Importing Data in R
Process of loading and reading data into R from various resources.
5 types of data to import:
Flat files - Flat files are text-based files where data is organized in rows and columns.
Data from Excel
Databases
Web
Statistical software
read.csv()
specifically designed for reading comma-separated values (CSV) files, where columns are separated by commas by default.
data <- read.csv("data.csv", stringAsFactor = TRUE)
stringAsFactor TRUE is the default. Meaning character vector is converted to a factor.
read.csv2()
:
reads European-style CSV files where a semicolon is the file separator and a comma is the decimal point.
read_csv()
:
This is a part of readr package. Similar to read.csv()
but can also handle other formats not only commas-separated functions. The result is usually a tibble.

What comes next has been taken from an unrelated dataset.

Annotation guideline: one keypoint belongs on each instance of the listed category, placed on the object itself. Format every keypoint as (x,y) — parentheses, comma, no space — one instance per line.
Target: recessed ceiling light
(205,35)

assumes numeric values are separated by a comma.
Example table
Name,Age,Salary
Alice,28,55,000
Bob,32,60,000
Charlie,22,48,000
David,35,72,000
if we use read_csv() the output will be:
# A tibble: 4 x 3
Name Age Salary
<chr> <dbl> <dbl>
1 Alice 28 55
2 Bob 32 60
3 Charlie 22 48
4 David 35 72
read_csv2()
:
Provided in the readr
package. Assumes that the decimal point in numeric values is represented by a comma. For example, 3,14 will be 3.14
The above example seemed erroneous but if we use read_csv2
the amount will be noted to be correct
# A tibble: 4 x 3
Name Age Salary
<chr> <int> <dbl>
1 Alice 28 55000
2 Bob 32 60000
3 Charlie 22 48000
4 David 35 72000
read.delim()
function defaults to the tab character as the separator between values and the period as the decimal character.
reads .txt
or .tab
read.delim(file, header = FALSE, sep = "\t", quote = "\"", ...)
can also be used simply as
# Read the tab-delimited file into a data frame
data <- read.delim("data.txt", header = TRUE)
# View the contents of the data frame
print(data)
read.table()
Is a more general function that can read data from a variety of tabular formats, including plain text files with custom delimiters and fixed-width files. You need to specify the delimiter and other parameters explicitly.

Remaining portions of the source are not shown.